Of course Gray #3 is "missing home and all that goes with it" - he's stuck in Ann Arbor. Go Bucks.

49

Hunter,

OH - IO 18/11/2006 05:46:04

Gray #3 - Go Bucks.

50

ex ex-pat,

edinburgh 19/11/2006 08:21:05

Gray #3: Ann Arbor is a great place to live, kind of an American Edinburgh in a way, very "town and gown", full of parks and trees and within easy reach of beautiful countryside. Also has golf courses and loads of other recreational opportunities. Most residential areas are lovely, well-designed, individual homes with class and style, especially Ann Arbor Hills. But anyone living away from Edinburgh should make every effort to get home as often as possible, after all, there's no place like home!

51

socialmedic,

USA 20/11/2006 04:36:49

World domination by the few, # 11? It should be ever more clear in the age of globalism that the world is being dominated by the many, not the few. Would the matters of cost and practicality be permitted to strangle all design sense were we not being accused of starving the nations of China, India and the like, by shaking the bars of our budget/practicality cages? No sir, the three or so BILLION pregnant women of the third world are having thier say, rather, ramming it down our throats. The extreme rationalism of Meyer is their aesthetic, not the moderism of Duiker nor the historicism of Charlie Windsor, PC and associates. This is true in the same way that their globalism is not about internationalism and a concert of free self-determining mutually respecting nations. Au contraire, it is fascist imperialism world wide commencing war on national boundaries.
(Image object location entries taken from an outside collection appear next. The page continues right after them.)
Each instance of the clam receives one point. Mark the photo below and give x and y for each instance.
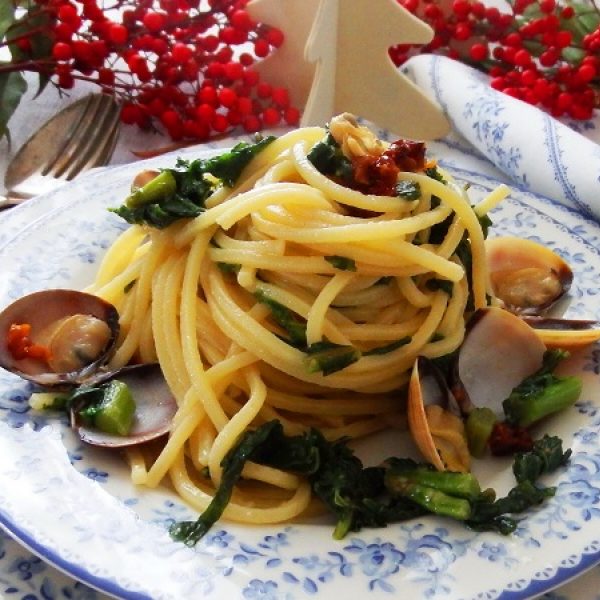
(498, 352)
(568, 334)
(437, 430)
(155, 408)
(528, 277)
(57, 338)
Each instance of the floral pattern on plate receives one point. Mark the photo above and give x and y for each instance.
(119, 543)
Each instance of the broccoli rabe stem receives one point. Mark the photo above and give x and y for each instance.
(162, 186)
(434, 501)
(461, 485)
(559, 395)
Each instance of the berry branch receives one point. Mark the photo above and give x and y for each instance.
(544, 52)
(181, 66)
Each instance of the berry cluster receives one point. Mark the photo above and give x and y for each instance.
(544, 52)
(184, 66)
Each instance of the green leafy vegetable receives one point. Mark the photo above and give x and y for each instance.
(379, 350)
(190, 532)
(328, 358)
(285, 318)
(229, 166)
(542, 394)
(109, 407)
(328, 158)
(341, 262)
(441, 284)
(434, 173)
(162, 186)
(409, 190)
(546, 456)
(181, 192)
(478, 428)
(375, 496)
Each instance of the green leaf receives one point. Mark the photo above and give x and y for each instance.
(7, 17)
(12, 88)
(343, 263)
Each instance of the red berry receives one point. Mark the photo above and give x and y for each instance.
(209, 43)
(169, 118)
(67, 13)
(478, 52)
(106, 77)
(240, 19)
(118, 34)
(66, 81)
(227, 97)
(154, 21)
(62, 51)
(522, 58)
(586, 73)
(208, 95)
(181, 53)
(264, 90)
(220, 123)
(234, 71)
(205, 112)
(244, 106)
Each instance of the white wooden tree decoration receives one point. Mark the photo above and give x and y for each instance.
(287, 66)
(337, 60)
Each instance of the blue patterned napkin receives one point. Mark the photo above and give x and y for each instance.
(536, 151)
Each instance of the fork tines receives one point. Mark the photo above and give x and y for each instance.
(90, 141)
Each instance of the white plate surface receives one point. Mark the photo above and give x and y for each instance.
(76, 508)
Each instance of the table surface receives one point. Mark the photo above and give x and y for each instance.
(24, 575)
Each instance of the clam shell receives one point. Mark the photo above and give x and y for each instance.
(528, 277)
(41, 310)
(154, 412)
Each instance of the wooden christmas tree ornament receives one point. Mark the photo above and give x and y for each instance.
(335, 59)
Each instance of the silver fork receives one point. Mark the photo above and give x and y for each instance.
(88, 142)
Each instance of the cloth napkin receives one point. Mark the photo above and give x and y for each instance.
(559, 160)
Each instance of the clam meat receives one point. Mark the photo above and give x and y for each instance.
(527, 277)
(57, 338)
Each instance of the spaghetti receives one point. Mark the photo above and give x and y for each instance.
(294, 296)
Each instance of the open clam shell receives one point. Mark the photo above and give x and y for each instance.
(435, 428)
(567, 334)
(498, 352)
(155, 407)
(528, 277)
(78, 330)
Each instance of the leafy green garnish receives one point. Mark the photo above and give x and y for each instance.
(409, 190)
(108, 407)
(542, 393)
(328, 357)
(229, 166)
(341, 262)
(385, 349)
(401, 489)
(546, 456)
(190, 532)
(181, 192)
(328, 158)
(285, 318)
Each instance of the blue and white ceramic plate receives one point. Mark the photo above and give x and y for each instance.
(75, 506)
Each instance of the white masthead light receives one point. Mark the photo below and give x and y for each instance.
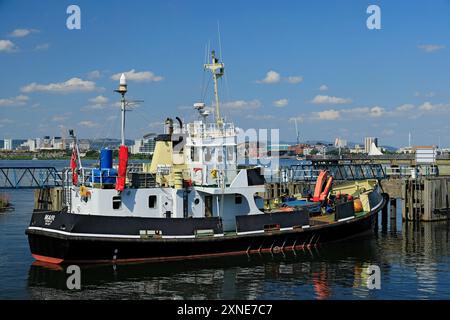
(122, 84)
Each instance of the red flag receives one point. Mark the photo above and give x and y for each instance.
(73, 166)
(123, 162)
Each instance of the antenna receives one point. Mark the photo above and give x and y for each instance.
(296, 131)
(217, 70)
(220, 40)
(124, 103)
(409, 139)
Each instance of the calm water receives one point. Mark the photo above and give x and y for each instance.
(414, 260)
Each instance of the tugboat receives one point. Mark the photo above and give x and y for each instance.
(193, 200)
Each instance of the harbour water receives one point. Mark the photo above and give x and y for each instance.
(414, 259)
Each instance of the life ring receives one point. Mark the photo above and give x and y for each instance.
(84, 192)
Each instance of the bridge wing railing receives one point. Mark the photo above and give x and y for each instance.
(29, 177)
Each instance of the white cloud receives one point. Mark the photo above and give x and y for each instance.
(405, 107)
(19, 33)
(142, 76)
(271, 77)
(42, 47)
(328, 115)
(322, 99)
(7, 46)
(439, 107)
(427, 106)
(95, 74)
(60, 118)
(430, 48)
(71, 85)
(376, 112)
(99, 102)
(281, 103)
(260, 116)
(332, 114)
(299, 119)
(88, 124)
(294, 79)
(19, 100)
(242, 104)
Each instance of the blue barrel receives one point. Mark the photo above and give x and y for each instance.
(105, 159)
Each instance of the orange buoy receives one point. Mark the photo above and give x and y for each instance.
(286, 209)
(357, 205)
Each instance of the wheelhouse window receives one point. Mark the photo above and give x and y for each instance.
(194, 154)
(208, 154)
(117, 202)
(230, 153)
(152, 201)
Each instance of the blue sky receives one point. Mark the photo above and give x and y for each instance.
(311, 60)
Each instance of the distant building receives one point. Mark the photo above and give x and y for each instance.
(7, 144)
(340, 143)
(29, 145)
(406, 150)
(83, 145)
(143, 146)
(47, 143)
(368, 143)
(297, 149)
(251, 149)
(358, 149)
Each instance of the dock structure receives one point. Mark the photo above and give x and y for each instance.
(29, 177)
(426, 199)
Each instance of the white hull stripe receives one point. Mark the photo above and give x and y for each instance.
(345, 219)
(97, 235)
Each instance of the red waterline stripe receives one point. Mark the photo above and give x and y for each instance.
(47, 259)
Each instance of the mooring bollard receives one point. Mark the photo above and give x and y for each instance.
(384, 215)
(393, 206)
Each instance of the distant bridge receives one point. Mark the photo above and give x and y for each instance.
(29, 177)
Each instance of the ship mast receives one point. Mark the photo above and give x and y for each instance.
(122, 90)
(217, 70)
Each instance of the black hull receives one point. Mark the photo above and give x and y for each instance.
(66, 247)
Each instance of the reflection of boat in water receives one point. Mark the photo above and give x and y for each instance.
(5, 205)
(239, 277)
(193, 201)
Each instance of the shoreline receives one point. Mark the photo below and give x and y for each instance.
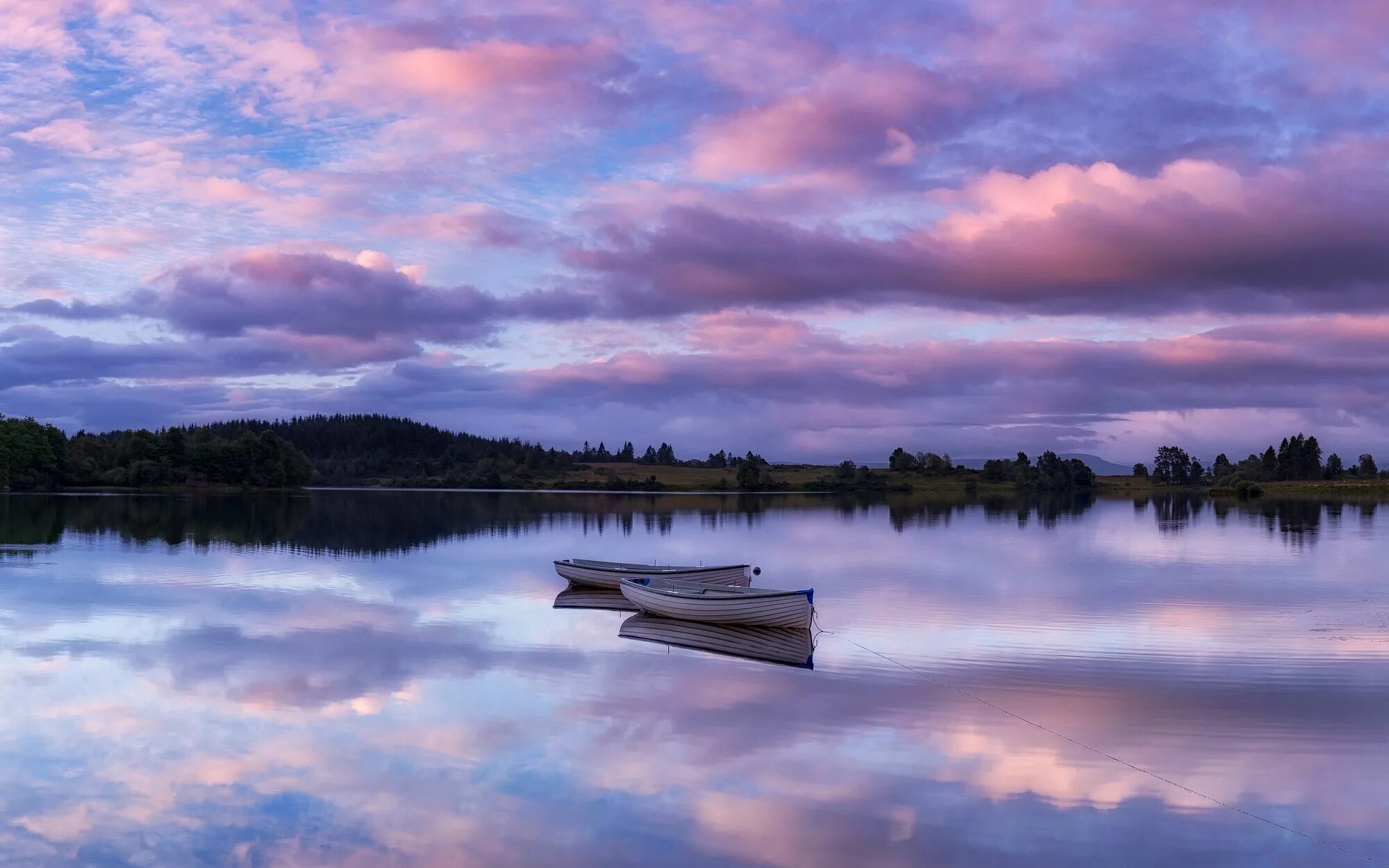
(1105, 487)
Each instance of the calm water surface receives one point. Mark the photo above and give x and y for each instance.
(379, 678)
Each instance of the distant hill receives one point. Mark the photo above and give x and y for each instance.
(1095, 463)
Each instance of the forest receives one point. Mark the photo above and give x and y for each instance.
(348, 451)
(41, 458)
(1297, 459)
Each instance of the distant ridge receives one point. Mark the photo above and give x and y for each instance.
(1095, 463)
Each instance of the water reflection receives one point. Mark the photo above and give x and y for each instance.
(397, 523)
(585, 596)
(320, 681)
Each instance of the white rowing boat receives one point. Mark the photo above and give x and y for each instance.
(784, 645)
(610, 574)
(583, 596)
(717, 605)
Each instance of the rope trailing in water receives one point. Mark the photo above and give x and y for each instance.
(1112, 758)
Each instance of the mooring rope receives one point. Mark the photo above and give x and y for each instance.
(1108, 756)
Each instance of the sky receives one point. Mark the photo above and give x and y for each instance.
(816, 230)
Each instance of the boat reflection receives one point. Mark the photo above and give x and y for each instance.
(585, 596)
(783, 645)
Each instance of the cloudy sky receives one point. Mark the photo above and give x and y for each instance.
(816, 230)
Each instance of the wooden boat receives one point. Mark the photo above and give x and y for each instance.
(785, 645)
(583, 596)
(609, 574)
(717, 605)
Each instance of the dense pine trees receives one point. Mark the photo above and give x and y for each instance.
(33, 456)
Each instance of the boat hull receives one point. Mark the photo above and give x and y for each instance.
(584, 596)
(784, 645)
(602, 577)
(763, 609)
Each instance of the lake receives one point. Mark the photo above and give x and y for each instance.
(384, 678)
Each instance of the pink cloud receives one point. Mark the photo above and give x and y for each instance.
(1067, 240)
(70, 135)
(473, 224)
(852, 115)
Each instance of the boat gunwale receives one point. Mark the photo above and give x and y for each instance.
(720, 592)
(644, 569)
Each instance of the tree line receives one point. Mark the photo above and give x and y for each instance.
(359, 449)
(1297, 459)
(41, 458)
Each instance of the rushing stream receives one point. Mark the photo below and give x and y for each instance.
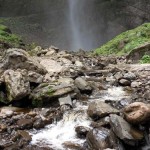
(56, 134)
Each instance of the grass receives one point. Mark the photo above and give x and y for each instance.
(126, 41)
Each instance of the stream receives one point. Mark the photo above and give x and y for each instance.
(58, 133)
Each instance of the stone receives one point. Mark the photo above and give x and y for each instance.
(99, 109)
(35, 77)
(129, 76)
(17, 85)
(82, 84)
(124, 130)
(25, 135)
(100, 138)
(65, 100)
(51, 65)
(17, 58)
(82, 131)
(46, 92)
(25, 123)
(124, 82)
(137, 112)
(79, 64)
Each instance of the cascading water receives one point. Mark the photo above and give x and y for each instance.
(74, 24)
(80, 24)
(55, 135)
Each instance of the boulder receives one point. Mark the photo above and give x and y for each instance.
(35, 77)
(99, 109)
(124, 130)
(25, 123)
(137, 112)
(100, 139)
(124, 82)
(51, 65)
(17, 85)
(65, 100)
(18, 58)
(82, 84)
(82, 131)
(46, 92)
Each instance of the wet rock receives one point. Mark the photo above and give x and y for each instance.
(66, 80)
(25, 135)
(82, 131)
(51, 65)
(130, 76)
(137, 112)
(17, 85)
(46, 92)
(82, 84)
(17, 58)
(104, 122)
(100, 139)
(25, 123)
(65, 100)
(39, 123)
(72, 146)
(124, 130)
(35, 77)
(124, 82)
(99, 109)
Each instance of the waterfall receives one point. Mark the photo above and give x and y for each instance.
(80, 24)
(74, 24)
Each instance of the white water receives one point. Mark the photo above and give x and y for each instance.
(75, 24)
(64, 131)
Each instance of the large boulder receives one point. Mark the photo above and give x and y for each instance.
(17, 85)
(100, 139)
(124, 130)
(82, 84)
(46, 92)
(18, 58)
(99, 109)
(137, 112)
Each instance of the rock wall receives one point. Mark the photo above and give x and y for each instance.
(45, 22)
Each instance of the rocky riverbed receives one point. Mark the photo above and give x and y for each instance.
(59, 100)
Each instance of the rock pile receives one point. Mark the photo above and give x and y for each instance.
(49, 83)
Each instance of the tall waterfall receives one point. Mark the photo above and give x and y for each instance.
(81, 35)
(74, 24)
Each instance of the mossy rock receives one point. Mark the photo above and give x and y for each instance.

Not a facet of human existence is present in the world today that is not subject to their mass fascist dicatorship, from the outsourcing of the manufacturing sector of yesterday to the importing of scads white collar workers more than willing to push miles and miles of dull, practical, cost-effiecient lines at the point of a mouse for half our pay. One by one the marble chip streets succomb to asphault while historic city blocks and monuments are flattened to make way for more acres and acres and acres of concrete block Walmart ... and babies in from the third world.